CANDID CONVERSATIONS

Candid Conversations

This workshop will help people to communicate in an open and honest way. Why is this important? Because organisations with an open communication and feedback culture thrive.

Being able to have a candid conversation is a skill that comes with practice.

Employees will learn why and how to seek feedback, receive it graciously and give respectful feedback to their colleagues.

  • For people at all levels in your organisation.
  • Full day course. Half-day option available.
  • Run at your offices or virtual classroom
  • Understand the benefits of a candid conversation culture
  • Understand how people are different and how to flex their style
  • Request and receive feedback; understand why it is important and how to do it well
  • Deal with criticism
  • Listen actively
  • Communicate assertively and understand the difference between aggressive and passive communication
  • Give regular positive feedback – not praise
  • Give constructive feedback.

Our facilitator will adapt the content and workshop style of this candid conversations course to the needs of the group.

The following is a one-day program outline, which we can cut to a half-day workshop based on agreed topics.

Introduction and workshop overview

Participants will understand the objectives of the course and link them with their personal objectives.

Why a candid conversation culture?

The group will talk about the benefits of an organisational culture where communication is open and honest. Where relevant we will link the program to the organisational values.

Adapting to different communication styles

Participants will learn to identify four behavioural types: Drivers, Expressives, Amiables and Analyticals. Through a self-assessment team members will find out their own style and they learn some tips in dealing with other styles.

Asking for feedback

Through the Johari Window particpants will explore the benefits of receiving feedback and how to ask for it.

Receiving feedback and dealing with criticism

Receiving constructive feedback is tough.  And awkward. Attendees will discuss how to deal with feedback and the emotions that go with it. They will learn how to develop the emotional intelligence to choose their reaction instead of responding to their impulses.

Active listening

Participants will learn techniques to show they’re listening.

Giving feedback

Giving good feedback is such an important skill. Participants will learn to use the SBIA model to give positive and constructive feedback.

Getting over feedback fear

Giving constructive feedback is challenging for most of us. We’d rather avoid those tricky conversations. The group will look at what holds people back and how to build up courage to assertively give feedback.

Planning and having a challenging conversation

Participants practice using a framework for having any difficult conversation: how to open; how to follow through, and how to close.

Dealing with resistance

What if the other person is offended or denies the topic of feedback? The team will learn to deal with push-back.

Follow-through

We know that the most valuable part of training is putting the new skills into actual use in day-to-day work. We ask the attendees to set concrete goals and make themselves accountable so that the value of attending has a far-reaching impact, and the organisation starts to benefit from their new skills.

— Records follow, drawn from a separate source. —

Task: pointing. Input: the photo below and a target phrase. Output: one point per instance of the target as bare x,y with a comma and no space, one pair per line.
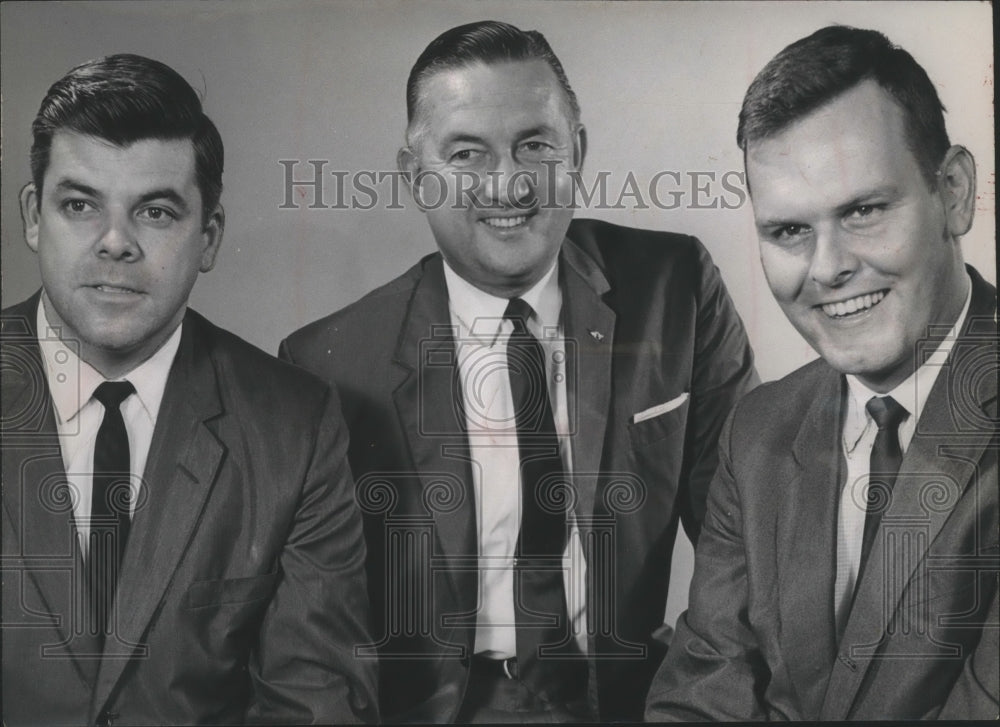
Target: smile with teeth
505,222
854,305
114,289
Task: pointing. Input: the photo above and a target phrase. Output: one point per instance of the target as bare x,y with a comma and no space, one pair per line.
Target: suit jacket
647,319
758,640
242,591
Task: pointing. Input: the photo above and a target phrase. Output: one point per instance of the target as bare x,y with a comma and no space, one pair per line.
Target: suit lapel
937,470
589,326
184,457
37,496
429,406
807,565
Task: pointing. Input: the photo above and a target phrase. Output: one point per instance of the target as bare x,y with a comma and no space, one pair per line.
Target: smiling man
180,540
847,567
532,410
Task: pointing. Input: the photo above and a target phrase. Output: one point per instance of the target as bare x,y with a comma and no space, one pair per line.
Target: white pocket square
655,411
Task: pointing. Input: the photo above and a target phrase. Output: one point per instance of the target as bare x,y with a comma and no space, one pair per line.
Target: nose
511,184
833,263
118,239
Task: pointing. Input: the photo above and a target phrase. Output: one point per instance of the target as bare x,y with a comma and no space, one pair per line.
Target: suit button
848,662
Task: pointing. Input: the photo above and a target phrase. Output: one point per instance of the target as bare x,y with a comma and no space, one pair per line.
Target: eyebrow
540,130
166,193
69,185
889,191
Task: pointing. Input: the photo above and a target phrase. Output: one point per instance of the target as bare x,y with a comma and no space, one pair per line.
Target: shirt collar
912,393
72,381
481,314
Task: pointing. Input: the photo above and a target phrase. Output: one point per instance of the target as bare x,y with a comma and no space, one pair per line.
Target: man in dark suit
180,539
520,529
847,566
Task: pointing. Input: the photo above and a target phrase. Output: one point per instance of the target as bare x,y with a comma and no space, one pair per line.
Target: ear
211,236
30,214
579,146
957,185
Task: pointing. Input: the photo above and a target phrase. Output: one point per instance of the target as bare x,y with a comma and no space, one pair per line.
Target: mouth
854,306
505,223
115,289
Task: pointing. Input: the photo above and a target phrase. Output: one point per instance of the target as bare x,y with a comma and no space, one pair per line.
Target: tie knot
112,393
886,411
518,312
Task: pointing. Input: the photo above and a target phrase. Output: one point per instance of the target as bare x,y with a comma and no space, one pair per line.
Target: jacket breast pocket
659,427
231,590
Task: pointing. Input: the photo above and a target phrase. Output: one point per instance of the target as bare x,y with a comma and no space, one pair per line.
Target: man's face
859,250
493,151
120,238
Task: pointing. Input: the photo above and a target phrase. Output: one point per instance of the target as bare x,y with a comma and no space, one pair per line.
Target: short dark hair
489,42
126,98
812,71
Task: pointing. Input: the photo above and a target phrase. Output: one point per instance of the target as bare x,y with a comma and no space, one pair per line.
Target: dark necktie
884,466
109,514
548,657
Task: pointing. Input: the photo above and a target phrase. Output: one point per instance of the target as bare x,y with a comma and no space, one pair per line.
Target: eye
159,216
78,207
465,156
535,147
790,233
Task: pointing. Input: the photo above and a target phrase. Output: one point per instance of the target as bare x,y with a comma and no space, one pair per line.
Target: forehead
512,93
144,165
854,144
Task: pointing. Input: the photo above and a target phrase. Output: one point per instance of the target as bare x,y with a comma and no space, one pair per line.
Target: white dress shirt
481,348
858,440
78,414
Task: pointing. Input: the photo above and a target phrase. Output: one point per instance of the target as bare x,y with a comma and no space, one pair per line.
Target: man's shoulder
373,316
244,370
611,241
19,319
633,254
775,409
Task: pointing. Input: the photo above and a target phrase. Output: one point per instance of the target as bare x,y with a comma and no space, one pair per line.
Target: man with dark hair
180,539
847,566
532,410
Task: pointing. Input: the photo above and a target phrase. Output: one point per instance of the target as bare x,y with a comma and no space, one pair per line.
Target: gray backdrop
660,86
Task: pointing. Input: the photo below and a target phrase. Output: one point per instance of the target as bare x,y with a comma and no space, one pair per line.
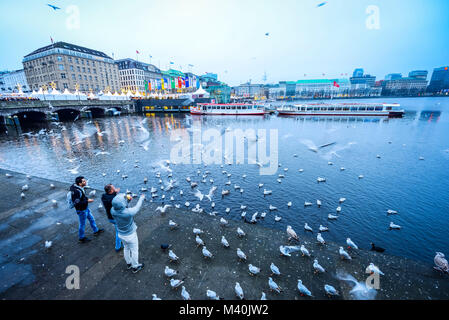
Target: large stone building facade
68,66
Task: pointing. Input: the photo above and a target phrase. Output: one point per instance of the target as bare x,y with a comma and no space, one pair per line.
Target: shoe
138,268
84,240
98,232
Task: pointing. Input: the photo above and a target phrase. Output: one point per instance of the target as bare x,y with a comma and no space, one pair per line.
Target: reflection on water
137,145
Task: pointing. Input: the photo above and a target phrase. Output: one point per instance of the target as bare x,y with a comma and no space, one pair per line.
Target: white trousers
131,249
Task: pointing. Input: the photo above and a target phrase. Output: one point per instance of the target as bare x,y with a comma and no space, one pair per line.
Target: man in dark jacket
81,203
106,198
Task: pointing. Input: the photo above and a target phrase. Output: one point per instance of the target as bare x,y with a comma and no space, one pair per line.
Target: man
124,217
106,198
81,202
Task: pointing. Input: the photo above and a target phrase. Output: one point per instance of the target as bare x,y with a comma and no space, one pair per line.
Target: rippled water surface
398,180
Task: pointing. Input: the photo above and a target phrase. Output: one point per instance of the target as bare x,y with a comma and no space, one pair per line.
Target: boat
342,109
228,109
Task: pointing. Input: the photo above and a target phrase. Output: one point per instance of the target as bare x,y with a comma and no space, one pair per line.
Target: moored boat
343,109
227,109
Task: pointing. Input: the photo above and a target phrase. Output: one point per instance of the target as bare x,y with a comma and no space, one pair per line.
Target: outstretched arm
132,211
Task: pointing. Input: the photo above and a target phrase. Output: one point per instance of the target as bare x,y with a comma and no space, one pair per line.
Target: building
414,84
68,66
12,81
439,82
136,76
361,81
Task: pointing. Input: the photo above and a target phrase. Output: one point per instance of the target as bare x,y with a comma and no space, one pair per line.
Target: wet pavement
30,271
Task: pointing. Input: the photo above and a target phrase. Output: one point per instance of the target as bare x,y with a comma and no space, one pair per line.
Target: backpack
69,201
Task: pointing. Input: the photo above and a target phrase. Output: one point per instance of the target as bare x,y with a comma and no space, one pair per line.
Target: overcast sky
227,37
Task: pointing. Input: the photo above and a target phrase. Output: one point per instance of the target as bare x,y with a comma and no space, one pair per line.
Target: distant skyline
240,40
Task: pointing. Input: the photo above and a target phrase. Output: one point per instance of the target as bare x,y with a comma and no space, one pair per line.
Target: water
417,189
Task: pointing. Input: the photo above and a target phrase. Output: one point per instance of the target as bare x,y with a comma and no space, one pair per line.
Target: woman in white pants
126,227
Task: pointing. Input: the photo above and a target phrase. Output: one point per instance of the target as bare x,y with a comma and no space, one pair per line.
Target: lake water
398,180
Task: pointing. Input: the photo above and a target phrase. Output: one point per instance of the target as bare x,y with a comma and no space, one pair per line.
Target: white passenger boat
228,109
342,109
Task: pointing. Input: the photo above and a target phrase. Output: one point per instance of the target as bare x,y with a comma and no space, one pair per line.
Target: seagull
292,234
185,295
441,262
240,232
274,269
304,251
374,269
48,244
224,242
330,290
343,254
172,256
394,226
273,285
253,270
206,253
197,231
238,290
164,208
318,268
307,227
351,244
53,7
241,254
223,222
170,272
303,289
212,295
174,283
320,238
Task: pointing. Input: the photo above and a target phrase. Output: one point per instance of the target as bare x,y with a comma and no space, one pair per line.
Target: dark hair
108,188
79,180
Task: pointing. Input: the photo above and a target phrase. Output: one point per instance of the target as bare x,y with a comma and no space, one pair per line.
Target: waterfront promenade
29,271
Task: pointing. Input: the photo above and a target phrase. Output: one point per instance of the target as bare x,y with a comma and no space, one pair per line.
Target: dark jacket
107,203
79,198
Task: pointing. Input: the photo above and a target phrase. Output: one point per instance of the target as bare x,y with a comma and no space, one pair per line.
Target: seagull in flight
53,7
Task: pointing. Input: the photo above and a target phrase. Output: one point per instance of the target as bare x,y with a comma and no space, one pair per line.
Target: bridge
12,113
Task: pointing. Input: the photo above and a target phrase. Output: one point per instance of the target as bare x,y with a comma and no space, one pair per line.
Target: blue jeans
118,241
83,215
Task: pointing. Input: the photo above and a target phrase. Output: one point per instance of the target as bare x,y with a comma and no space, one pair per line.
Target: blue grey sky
227,37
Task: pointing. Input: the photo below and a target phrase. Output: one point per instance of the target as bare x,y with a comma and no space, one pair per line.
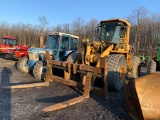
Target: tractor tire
73,57
21,65
135,67
37,70
151,68
117,71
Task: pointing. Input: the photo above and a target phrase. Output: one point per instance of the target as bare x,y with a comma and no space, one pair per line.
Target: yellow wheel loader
113,44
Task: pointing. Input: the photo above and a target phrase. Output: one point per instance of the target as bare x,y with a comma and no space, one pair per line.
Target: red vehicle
9,47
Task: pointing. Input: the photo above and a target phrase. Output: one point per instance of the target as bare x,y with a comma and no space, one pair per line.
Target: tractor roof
117,20
61,33
9,37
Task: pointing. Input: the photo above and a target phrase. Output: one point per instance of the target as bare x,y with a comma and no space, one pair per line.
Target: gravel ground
26,104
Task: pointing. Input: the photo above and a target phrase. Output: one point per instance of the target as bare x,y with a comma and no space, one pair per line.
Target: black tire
151,67
117,71
37,70
135,67
73,57
21,65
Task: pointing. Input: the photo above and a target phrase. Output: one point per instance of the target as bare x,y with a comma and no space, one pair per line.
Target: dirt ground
26,104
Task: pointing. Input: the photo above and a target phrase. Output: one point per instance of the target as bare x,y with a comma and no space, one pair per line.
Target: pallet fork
87,72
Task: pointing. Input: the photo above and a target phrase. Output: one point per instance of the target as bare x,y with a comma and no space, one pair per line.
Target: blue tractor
60,46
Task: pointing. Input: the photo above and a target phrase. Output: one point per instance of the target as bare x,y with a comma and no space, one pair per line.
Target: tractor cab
7,40
115,31
112,31
59,45
62,44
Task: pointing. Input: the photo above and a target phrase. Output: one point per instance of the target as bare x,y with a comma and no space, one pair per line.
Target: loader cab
62,41
7,40
112,31
62,44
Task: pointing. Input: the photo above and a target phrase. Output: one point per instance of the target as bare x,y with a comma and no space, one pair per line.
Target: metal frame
72,68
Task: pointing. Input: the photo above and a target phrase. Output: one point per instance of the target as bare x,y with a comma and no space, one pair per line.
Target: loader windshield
53,42
65,42
110,32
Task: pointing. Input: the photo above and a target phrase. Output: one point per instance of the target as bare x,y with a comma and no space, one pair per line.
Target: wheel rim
121,72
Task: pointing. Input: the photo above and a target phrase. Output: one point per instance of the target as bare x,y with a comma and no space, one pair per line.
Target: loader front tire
22,65
135,67
117,71
151,67
38,70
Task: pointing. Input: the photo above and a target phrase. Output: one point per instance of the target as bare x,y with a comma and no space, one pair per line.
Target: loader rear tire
135,67
117,71
151,67
73,57
38,69
22,65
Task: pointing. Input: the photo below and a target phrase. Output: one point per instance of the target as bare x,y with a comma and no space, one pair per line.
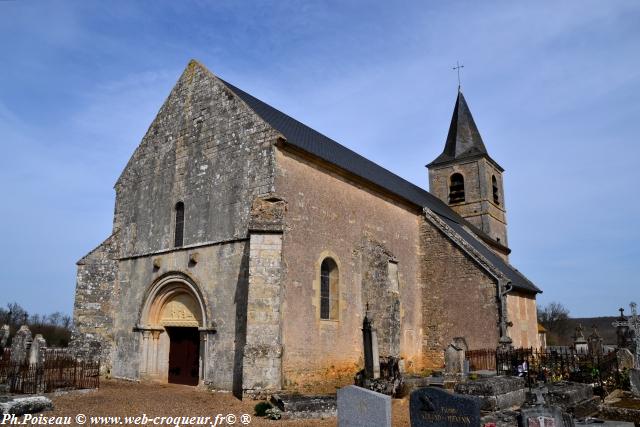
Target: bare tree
554,317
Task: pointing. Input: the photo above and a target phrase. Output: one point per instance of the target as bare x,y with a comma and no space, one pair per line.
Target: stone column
204,351
262,367
155,335
145,351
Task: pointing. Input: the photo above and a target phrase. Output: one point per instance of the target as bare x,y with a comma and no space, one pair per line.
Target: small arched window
179,231
496,193
456,188
329,289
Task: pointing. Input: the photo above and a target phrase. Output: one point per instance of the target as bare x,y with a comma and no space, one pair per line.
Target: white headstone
36,352
359,407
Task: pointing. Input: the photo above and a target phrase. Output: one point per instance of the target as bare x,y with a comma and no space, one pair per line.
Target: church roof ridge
313,142
463,139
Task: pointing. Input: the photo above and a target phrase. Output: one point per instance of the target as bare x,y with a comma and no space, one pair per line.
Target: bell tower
466,178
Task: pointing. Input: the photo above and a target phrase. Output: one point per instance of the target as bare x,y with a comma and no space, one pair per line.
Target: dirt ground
128,399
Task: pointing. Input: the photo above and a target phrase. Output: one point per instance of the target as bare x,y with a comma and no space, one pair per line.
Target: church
247,248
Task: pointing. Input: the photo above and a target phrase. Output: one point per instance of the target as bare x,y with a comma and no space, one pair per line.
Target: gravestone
543,415
434,407
579,341
631,328
634,379
37,350
370,343
454,358
359,407
4,336
496,393
20,345
625,358
595,343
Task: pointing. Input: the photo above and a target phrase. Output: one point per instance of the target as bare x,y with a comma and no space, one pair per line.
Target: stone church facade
246,248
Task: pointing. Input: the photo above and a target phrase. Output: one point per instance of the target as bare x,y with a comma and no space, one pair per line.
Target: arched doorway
173,337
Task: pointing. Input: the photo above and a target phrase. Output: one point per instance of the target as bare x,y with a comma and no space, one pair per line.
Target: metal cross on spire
457,68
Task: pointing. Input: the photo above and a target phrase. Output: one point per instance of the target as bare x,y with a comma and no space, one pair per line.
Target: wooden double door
184,355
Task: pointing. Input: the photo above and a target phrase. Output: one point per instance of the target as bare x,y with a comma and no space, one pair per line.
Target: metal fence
557,365
484,359
58,372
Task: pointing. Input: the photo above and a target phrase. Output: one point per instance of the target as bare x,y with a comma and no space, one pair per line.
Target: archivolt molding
173,300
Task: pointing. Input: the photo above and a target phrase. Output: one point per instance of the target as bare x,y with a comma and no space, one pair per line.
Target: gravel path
120,399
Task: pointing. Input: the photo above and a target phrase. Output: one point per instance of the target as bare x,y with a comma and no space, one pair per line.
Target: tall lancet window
328,289
179,232
456,188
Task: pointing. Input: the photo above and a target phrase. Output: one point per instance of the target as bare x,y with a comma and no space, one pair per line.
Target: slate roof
311,141
463,139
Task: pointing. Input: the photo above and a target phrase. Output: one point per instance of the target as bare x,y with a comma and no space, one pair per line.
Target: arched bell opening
173,332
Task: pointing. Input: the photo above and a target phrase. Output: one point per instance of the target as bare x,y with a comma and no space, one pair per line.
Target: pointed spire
464,139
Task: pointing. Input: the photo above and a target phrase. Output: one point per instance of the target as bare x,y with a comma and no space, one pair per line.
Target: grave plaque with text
434,407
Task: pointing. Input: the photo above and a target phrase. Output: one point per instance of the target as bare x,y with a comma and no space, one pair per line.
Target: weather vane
457,68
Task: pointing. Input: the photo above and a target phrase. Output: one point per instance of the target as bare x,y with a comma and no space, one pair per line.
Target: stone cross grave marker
633,323
434,407
4,336
359,407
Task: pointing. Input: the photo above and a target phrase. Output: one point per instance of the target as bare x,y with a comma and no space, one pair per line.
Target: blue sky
553,87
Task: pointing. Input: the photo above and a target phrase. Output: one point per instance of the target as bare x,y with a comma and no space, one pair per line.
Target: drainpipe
504,287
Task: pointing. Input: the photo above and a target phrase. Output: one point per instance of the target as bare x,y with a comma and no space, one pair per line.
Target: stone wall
96,299
220,275
205,148
263,349
459,299
478,208
522,312
329,215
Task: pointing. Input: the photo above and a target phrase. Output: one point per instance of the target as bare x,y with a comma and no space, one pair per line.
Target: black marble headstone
434,407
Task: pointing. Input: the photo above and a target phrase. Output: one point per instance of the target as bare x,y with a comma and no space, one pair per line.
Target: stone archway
173,336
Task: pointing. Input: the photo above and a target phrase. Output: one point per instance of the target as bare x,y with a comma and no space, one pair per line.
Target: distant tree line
55,327
555,319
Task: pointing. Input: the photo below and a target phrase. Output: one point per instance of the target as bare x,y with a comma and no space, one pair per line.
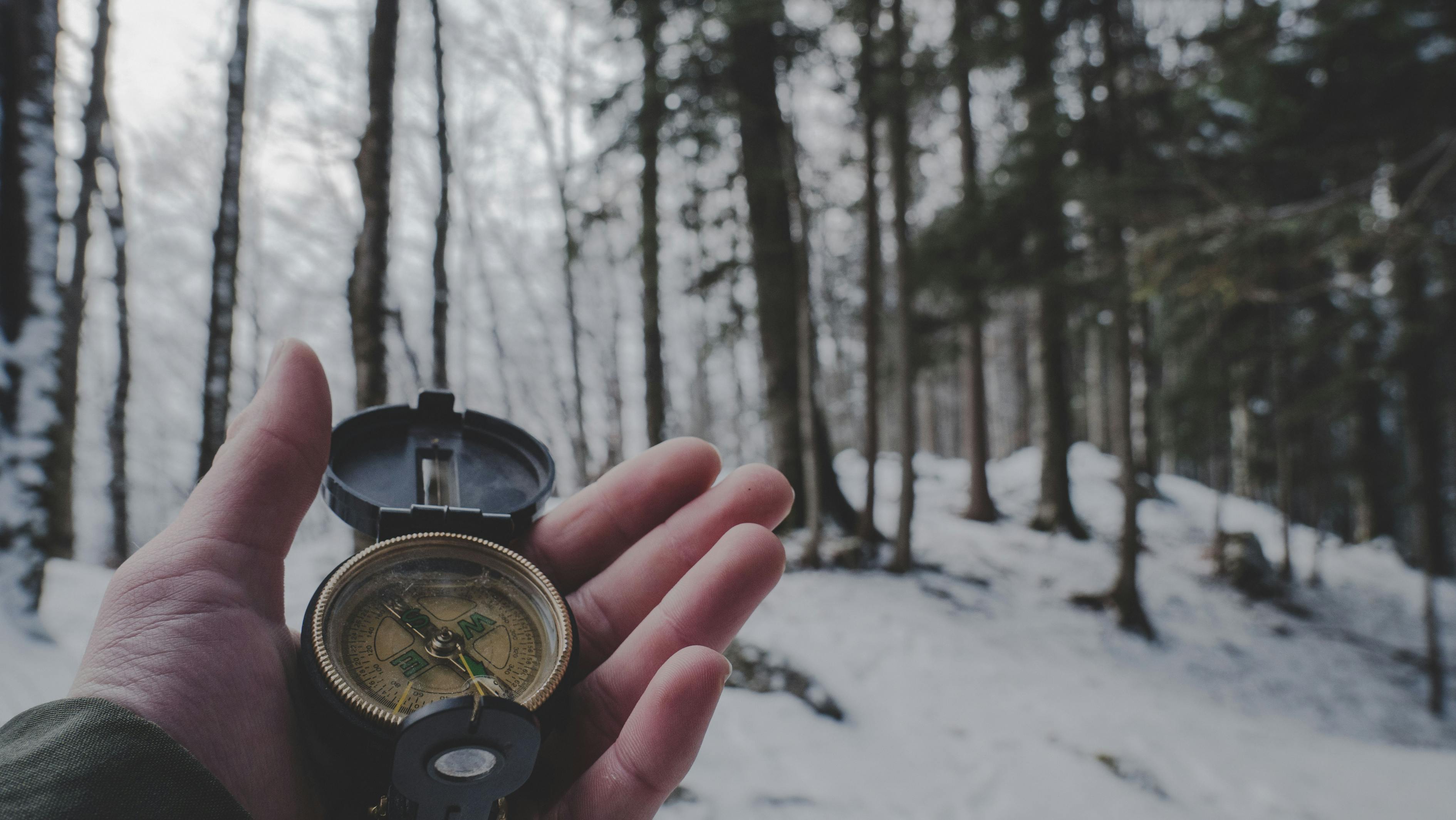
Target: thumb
242,516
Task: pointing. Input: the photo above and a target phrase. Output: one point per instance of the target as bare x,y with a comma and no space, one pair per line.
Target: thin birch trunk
874,261
905,293
440,318
367,283
218,378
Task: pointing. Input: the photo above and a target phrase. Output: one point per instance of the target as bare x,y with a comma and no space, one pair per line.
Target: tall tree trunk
650,127
579,439
367,283
30,304
1046,233
1283,458
1100,419
1125,595
60,470
1152,362
1021,373
905,292
1369,481
119,487
218,379
804,353
806,400
1241,434
761,124
440,321
614,375
980,507
874,260
1417,359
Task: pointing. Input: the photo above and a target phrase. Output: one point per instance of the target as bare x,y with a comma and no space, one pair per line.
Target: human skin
662,567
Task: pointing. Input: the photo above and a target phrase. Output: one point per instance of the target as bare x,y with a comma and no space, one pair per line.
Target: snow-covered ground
976,691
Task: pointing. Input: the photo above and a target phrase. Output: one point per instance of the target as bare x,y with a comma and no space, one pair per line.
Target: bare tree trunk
367,283
1055,509
1152,362
905,293
1283,458
761,126
1021,373
980,507
614,369
1241,434
30,304
806,353
650,127
119,487
60,470
1416,359
218,379
1047,235
1100,421
1369,481
1125,593
440,321
493,315
579,439
870,116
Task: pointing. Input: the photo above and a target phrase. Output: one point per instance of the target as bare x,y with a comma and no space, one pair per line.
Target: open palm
660,567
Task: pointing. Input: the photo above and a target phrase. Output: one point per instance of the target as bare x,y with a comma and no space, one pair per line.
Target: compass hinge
395,522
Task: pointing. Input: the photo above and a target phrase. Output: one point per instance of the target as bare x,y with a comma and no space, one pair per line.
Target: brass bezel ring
346,572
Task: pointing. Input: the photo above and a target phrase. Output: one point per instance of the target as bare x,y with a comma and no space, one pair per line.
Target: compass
431,662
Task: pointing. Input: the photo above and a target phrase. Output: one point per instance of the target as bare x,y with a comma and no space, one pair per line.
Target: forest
1213,240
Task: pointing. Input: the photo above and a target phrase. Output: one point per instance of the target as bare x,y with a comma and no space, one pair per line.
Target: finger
242,516
595,527
657,745
612,605
707,608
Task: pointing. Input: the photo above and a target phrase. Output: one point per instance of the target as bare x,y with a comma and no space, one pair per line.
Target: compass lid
399,470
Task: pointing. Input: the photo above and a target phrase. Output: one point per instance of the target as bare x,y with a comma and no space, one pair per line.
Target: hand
660,567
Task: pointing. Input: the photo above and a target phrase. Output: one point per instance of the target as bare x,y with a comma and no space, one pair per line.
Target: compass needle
403,695
395,628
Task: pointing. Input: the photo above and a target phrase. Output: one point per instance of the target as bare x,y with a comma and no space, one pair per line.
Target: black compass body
431,660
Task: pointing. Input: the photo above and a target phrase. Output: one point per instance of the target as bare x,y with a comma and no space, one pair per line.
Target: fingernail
274,357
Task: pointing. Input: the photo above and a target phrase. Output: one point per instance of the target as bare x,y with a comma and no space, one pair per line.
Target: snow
973,689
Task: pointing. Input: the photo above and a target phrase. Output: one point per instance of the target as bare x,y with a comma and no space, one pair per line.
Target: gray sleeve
91,758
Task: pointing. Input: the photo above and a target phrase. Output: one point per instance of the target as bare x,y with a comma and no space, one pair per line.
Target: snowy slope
996,700
976,691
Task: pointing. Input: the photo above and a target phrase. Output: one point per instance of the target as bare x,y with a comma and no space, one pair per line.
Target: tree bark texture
804,352
1369,484
980,507
30,304
119,487
1417,360
367,283
218,376
1241,434
1021,373
761,126
440,318
62,462
650,127
899,117
874,261
1047,240
1283,456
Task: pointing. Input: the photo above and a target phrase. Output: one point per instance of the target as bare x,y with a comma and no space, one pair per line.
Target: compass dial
429,617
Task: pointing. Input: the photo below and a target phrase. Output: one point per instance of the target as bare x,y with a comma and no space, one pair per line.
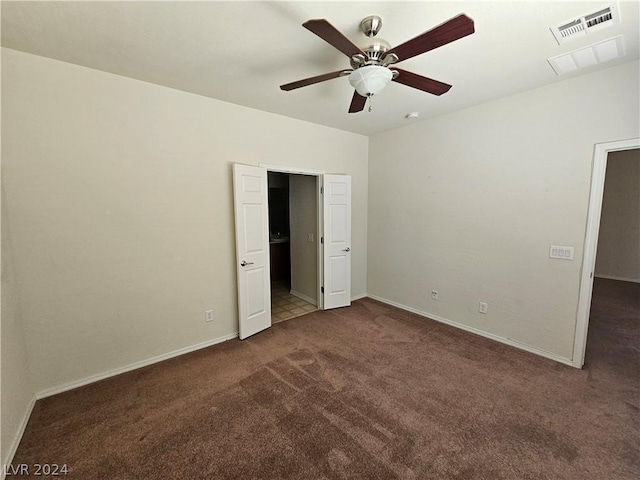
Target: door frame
601,151
320,227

Open conversations allow for “a bulls**t-free zone where people love their work and working together.”

-Kim Scott, co-founder of Candor. Inc

Emotional intelligence (EI or EQ) - the capability of individuals to recognise and manage their emotions and those of others.

Being aware of the concept of EQ and then developing it is essential for employees, regardless of their role. High EQ is no longer an add-on but a ‘must-have.’

Workplace conversations

Learning how to have candid conversations at work requires a degree of assertiveness. How do you rate your assertiveness? How would you answer the following questions?

Are you able to:

  • Set expectations and goals for your team?
  • Handle difficult people and situations?
  • Create positive team relationships?
  • Negotiate tricky situations and stand up for yourself in a polite but firm way?
Whether or not you feel confident in all the above, it is worth noting that as well as being being assertive, can you be assertive and remain compassionate? If you are in a leadership position are you able to assert authority while displaying emotional intelligence to show sensitivity to your team member’s feelings? To be an assertive manager, your team must understand their duties and respect your authority as a leader. Instead of dominating employees, you support your team and allow them to flourish. Here are some things to consider:
  1. Set boundaries
Be friendly but at work you need to maintain professionalism and firm in your requests and decisions. Set clear boundaries and expectations, so your team members understand the conditions for their success and can count on you for consistency.
  1. Listen
Listen carefully and actively to what you team members are saying, especially when they are raising concerns. Ask questions to understand the full picture and if you do disagree then be sure to explain your reasoning.
  1. Set clear expectations
At the beginning of every project, explain the expected results and how success will be measured. Allow employees to ask clarifying questions to be sure they understand the scope of their responsibilities.
  1. Give honest feedback
Feedback should happen often and consistently so that your team get used to hearing the good and the bad. Often feedback is only given when someone is underperforming. Create an environment where feedback becomes routine, so that when there are issues your team can see that you are taking a balanced view and respect your honesty.
  1. Support your team
Make an effort to work alongside your team, to collaborate and co-operate. This shows that you have a shared goal and purpose which can inspire them to put in the extra yards. Assertiveness and maintaining open communication lines are skills that can be learned. After reading the above, can you think of one thing that you can start doing (or stop doing) from today to be more open and assertive with your team?